For "MTBF (hours)" DCI:

 
return GetCustomAttribute($node, "mtbf");

For "MTTR (hours)" DCI:

 
    return GetCustomAttribute($node, "mttr");

For "Node availability (percentage)" DCI:

 
// This script calculates MTTR, MTBF and perAvailability parameters and stores them in custom attributes
// Initialize some custom attributes the first time.
// Undefined attributes are created by SetCustomAttribute function automatically
CurrentStatus = GetDCIValue($node, FindDCIByName($node, "Status"));
PreviousState = GetCustomAttribute($node, "PreviousState");
if (PreviousState == null)
{ // In the first time, previous state is null
	SetCustomAttribute($node, "PreviousState", CurrentStatus);
	SetCustomAttribute($node, "TimeStamp", time());   
	SetCustomAttribute($node, "NumFailures", 0); 
	SetCustomAttribute($node, "TotalUptime", 0);
	SetCustomAttribute($node, "TotalDowntime", 0);
	return 100;
}
 
// From here the 2nd and subsequent times
NumFailures = GetCustomAttribute($node, "NumFailures");
LastTime = time() - GetCustomAttribute($node, "TimeStamp");
 
// Status is up
if (CurrentStatus == 0)
{
	if (PreviousState != CurrentStatus)
	{   // just changed to up
		// update mttr
		TotalDowntime = GetCustomAttribute($node, "TotalDowntime") + LastTime;
		mttr = TotalDowntime / ((NumFailures == 0) ? 1 : NumFailures) / 3600;   // to prevent division by ze
		SetCustomAttribute($node, "TotalDowntime", TotalDowntime);
		SetCustomAttribute($node, "mttr", mttr);
	}
	else
	{      // still up
		// update mtbf
		TotalUptime = GetCustomAttribute($node, "TotalUptime") + LastTime;
		mtbf = TotalUptime / ((NumFailures == 0) ? 1 : NumFailures) / 3600;   // to prevent division by zero
		SetCustomAttribute($node, "TotalUptime", TotalUptime);
		SetCustomAttribute($node, "mtbf", mtbf);
	}
}
 
// Status is down
if (CurrentStatus == 4)
{
	if (PreviousState != CurrentStatus)
	{   // just changed to down
		// update mtbf
		NumFailures++;
		TotalUptime = GetCustomAttribute($node, "TotalUptime") + LastTime;
		mtbf = TotalUptime / NumFailures / 3600;
		SetCustomAttribute($node, "NumFailures", NumFailures);
		SetCustomAttribute($node, "TotalUptime", TotalUptime);
		SetCustomAttribute($node, "mtbf", mtbf);
	}
	else
	{   // still down
		// update mttr
		TotalDowntime = GetCustomAttribute($node, "TotalDowntime") + LastTime;
		mttr = TotalDowntime / NumFailures / 3600;
		SetCustomAttribute($node, "TotalDowntime", TotalDowntime);
		SetCustomAttribute($node, "mttr", mttr);
	}
}
 
if (CurrentStatus == 0 || CurrentStatus == 4)
{
	// Save previous state and timestamp
	SetCustomAttribute($node, "PreviousState", CurrentStatus);
	SetCustomAttribute($node, "TimeStamp", time());   
 
	// perAvailability section
	TotalUptime = GetCustomAttribute($node, "TotalUptime");
	TotalDowntime = GetCustomAttribute($node, "TotalDowntime");
	perAvailability = TotalUptime / (TotalUptime + TotalDowntime) * 100;
	SetCustomAttribute($node, "perAvailability", perAvailability);
 
	return perAvailability;
}


Apply this template manually or automatically (using auto-apply script) to required nodes.

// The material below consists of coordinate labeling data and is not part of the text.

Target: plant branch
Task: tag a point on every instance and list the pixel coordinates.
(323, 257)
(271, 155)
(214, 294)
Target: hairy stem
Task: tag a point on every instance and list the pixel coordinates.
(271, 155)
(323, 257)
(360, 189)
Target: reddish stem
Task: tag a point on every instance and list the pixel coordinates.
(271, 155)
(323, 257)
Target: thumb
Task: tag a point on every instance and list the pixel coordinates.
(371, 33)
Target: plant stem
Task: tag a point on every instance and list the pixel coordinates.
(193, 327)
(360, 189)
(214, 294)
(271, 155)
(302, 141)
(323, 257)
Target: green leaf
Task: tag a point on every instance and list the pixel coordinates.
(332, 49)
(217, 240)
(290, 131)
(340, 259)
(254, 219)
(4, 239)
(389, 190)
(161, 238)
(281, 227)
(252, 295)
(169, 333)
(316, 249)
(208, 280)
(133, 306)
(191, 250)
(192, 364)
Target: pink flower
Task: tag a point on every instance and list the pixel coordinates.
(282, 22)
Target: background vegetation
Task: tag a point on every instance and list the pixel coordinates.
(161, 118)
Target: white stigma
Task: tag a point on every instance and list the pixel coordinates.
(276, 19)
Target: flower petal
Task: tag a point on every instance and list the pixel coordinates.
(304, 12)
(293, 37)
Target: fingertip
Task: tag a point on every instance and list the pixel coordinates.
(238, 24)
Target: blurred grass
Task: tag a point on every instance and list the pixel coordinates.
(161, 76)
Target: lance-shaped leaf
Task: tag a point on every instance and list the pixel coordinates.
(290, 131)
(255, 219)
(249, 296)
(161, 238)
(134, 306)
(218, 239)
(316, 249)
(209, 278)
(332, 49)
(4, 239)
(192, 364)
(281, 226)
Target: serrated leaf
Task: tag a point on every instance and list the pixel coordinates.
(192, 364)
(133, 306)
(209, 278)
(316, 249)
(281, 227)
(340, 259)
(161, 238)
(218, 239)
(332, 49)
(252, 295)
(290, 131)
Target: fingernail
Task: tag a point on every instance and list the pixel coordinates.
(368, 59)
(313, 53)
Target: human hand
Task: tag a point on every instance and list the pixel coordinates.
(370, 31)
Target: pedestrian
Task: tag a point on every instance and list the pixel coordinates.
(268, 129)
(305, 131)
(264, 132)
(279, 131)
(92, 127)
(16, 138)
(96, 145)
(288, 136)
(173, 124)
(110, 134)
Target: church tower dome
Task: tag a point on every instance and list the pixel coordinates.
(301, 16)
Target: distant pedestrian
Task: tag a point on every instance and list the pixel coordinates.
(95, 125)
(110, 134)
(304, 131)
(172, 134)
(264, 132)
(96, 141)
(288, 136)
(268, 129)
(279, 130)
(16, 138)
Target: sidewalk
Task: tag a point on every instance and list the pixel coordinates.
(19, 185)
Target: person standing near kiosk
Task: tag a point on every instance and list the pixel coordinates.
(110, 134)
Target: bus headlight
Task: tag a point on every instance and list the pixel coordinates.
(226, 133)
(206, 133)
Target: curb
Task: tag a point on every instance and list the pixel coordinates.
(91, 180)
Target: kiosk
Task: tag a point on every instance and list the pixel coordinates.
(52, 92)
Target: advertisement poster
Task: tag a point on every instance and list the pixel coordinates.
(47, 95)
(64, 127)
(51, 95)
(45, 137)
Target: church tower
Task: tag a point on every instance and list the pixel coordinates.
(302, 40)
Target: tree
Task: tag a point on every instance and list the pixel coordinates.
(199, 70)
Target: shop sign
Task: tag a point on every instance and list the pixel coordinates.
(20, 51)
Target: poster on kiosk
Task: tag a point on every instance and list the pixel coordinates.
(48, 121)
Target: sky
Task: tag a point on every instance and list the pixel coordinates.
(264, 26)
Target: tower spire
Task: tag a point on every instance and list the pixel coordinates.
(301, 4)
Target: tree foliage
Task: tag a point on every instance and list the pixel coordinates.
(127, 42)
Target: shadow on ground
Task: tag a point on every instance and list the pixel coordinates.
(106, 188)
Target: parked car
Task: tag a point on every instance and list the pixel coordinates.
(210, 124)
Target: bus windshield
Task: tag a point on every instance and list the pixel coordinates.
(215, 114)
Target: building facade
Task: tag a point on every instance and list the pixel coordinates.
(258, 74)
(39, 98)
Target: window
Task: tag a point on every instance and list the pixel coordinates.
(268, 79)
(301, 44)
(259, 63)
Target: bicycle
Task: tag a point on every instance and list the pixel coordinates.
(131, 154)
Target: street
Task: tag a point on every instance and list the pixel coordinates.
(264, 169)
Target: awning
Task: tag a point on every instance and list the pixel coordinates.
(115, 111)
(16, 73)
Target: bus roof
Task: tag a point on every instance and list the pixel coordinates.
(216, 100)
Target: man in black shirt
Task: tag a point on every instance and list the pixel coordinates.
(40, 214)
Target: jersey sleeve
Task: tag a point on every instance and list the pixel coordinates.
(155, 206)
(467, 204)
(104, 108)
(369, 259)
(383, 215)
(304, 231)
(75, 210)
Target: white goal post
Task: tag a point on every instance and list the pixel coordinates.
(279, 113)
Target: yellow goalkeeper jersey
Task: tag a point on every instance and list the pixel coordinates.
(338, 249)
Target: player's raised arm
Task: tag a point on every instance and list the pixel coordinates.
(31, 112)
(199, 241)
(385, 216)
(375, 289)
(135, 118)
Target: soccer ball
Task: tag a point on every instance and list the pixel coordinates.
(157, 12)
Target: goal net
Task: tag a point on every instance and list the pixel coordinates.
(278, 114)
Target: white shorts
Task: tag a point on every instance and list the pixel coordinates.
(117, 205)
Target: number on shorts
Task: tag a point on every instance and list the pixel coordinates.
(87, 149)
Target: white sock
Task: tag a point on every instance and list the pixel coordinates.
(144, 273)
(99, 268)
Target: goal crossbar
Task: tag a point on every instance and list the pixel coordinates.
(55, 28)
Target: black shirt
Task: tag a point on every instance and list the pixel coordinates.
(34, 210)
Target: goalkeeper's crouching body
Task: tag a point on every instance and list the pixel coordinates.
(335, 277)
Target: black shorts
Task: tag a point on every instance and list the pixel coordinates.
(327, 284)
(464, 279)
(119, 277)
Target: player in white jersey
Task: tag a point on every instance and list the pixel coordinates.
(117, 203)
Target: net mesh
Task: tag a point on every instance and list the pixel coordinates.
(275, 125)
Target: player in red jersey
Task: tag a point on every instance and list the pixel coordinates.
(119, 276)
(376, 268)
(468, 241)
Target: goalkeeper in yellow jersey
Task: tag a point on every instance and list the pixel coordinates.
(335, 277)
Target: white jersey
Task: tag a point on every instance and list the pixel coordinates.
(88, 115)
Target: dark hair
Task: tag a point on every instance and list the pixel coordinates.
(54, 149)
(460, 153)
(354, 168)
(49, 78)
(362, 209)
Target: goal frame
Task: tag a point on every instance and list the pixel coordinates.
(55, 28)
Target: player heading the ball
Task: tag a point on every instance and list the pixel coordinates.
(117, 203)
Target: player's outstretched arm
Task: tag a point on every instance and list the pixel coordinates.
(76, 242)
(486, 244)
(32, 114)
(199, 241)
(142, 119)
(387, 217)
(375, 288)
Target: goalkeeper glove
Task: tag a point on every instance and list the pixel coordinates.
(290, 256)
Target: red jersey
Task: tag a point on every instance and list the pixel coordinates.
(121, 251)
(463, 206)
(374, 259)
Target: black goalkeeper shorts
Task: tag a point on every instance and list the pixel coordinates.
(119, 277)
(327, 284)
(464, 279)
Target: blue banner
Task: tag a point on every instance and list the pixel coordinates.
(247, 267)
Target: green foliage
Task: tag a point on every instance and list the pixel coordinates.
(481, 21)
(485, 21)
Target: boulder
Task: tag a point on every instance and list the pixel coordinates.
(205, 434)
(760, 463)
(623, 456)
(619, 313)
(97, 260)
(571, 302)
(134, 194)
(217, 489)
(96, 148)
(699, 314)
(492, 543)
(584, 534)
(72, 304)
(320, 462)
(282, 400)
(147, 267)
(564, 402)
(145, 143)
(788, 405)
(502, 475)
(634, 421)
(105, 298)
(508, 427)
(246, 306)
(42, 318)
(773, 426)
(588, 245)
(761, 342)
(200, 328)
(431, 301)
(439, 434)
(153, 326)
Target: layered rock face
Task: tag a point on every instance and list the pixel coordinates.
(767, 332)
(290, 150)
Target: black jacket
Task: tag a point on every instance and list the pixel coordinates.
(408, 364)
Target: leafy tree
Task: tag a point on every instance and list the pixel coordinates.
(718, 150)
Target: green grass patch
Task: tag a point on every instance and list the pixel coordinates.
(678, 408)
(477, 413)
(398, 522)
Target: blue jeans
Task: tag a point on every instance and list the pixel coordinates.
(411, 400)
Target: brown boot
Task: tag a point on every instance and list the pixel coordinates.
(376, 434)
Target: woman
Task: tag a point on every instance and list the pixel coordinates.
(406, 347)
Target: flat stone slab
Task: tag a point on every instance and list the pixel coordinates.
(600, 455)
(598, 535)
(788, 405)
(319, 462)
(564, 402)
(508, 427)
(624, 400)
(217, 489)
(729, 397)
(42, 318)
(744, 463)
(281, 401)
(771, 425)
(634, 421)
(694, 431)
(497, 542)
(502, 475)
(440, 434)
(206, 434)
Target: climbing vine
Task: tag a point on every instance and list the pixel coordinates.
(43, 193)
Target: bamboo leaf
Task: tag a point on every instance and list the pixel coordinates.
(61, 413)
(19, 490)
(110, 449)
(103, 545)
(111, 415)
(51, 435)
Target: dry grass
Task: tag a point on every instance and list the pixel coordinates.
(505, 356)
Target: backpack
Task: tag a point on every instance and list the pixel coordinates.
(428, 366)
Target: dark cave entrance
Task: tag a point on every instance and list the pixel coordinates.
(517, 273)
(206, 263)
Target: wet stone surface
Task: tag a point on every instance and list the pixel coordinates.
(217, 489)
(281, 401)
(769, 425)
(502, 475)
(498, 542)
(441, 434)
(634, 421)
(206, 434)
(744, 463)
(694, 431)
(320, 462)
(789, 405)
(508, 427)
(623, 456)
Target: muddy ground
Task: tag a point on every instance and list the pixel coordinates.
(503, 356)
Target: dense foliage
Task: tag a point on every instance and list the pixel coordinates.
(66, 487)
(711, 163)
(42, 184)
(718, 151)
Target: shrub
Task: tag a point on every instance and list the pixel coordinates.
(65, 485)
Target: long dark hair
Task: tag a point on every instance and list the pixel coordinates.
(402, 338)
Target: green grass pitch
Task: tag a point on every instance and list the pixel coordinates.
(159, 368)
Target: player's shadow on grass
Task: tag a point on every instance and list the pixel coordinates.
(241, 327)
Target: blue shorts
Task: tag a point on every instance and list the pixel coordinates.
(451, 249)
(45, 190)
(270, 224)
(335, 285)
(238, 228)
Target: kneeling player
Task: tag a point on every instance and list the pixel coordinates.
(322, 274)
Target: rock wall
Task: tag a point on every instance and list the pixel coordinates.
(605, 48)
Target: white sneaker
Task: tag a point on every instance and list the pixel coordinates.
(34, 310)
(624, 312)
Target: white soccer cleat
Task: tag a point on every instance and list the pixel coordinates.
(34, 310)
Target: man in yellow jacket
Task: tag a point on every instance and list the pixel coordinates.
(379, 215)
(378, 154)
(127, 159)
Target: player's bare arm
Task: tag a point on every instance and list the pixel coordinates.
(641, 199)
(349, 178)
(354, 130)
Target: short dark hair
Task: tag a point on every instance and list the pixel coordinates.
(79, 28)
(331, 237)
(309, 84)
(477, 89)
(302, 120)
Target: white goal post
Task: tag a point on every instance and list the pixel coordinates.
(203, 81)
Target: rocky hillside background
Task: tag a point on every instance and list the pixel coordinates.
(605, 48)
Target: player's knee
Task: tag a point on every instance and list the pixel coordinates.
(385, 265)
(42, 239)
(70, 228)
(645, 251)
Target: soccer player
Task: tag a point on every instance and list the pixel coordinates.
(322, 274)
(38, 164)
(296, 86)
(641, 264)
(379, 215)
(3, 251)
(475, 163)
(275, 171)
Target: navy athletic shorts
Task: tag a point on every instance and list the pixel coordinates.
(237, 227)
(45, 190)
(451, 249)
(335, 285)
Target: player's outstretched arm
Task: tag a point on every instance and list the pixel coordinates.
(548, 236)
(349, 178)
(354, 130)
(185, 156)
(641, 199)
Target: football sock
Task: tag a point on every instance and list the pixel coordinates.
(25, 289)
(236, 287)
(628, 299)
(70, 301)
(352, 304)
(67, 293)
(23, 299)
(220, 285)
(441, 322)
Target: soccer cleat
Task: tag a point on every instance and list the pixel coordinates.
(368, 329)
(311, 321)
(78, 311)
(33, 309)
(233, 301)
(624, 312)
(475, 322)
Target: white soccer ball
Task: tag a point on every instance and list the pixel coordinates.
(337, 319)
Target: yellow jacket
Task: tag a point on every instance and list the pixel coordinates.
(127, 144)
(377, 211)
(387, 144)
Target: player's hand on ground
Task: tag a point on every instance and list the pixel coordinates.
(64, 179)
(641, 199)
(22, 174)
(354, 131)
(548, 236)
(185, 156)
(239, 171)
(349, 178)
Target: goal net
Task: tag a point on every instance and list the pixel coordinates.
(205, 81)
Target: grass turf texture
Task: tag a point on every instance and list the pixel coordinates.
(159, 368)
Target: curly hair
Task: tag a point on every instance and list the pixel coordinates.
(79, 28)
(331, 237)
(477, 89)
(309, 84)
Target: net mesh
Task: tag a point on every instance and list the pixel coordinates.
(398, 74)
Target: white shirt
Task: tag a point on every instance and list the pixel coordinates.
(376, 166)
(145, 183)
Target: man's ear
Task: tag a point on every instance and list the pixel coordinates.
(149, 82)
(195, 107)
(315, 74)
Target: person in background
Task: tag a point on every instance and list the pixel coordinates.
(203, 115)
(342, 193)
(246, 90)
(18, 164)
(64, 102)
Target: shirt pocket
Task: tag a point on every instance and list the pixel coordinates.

This way we avoid having to define custom attributes (now created by the fourth transformation script), events, actions, event processing policy rules, etc. In addition, the four DCIs are updated at each polling interval. Provided solution only supports up (Normal = 0) and down (Critical = 4) node status.

This solution was created based on the following discussion on NetXMS support forum: MTBF (Mean Time Between Failures) and MTTR (Mean Time To Repair).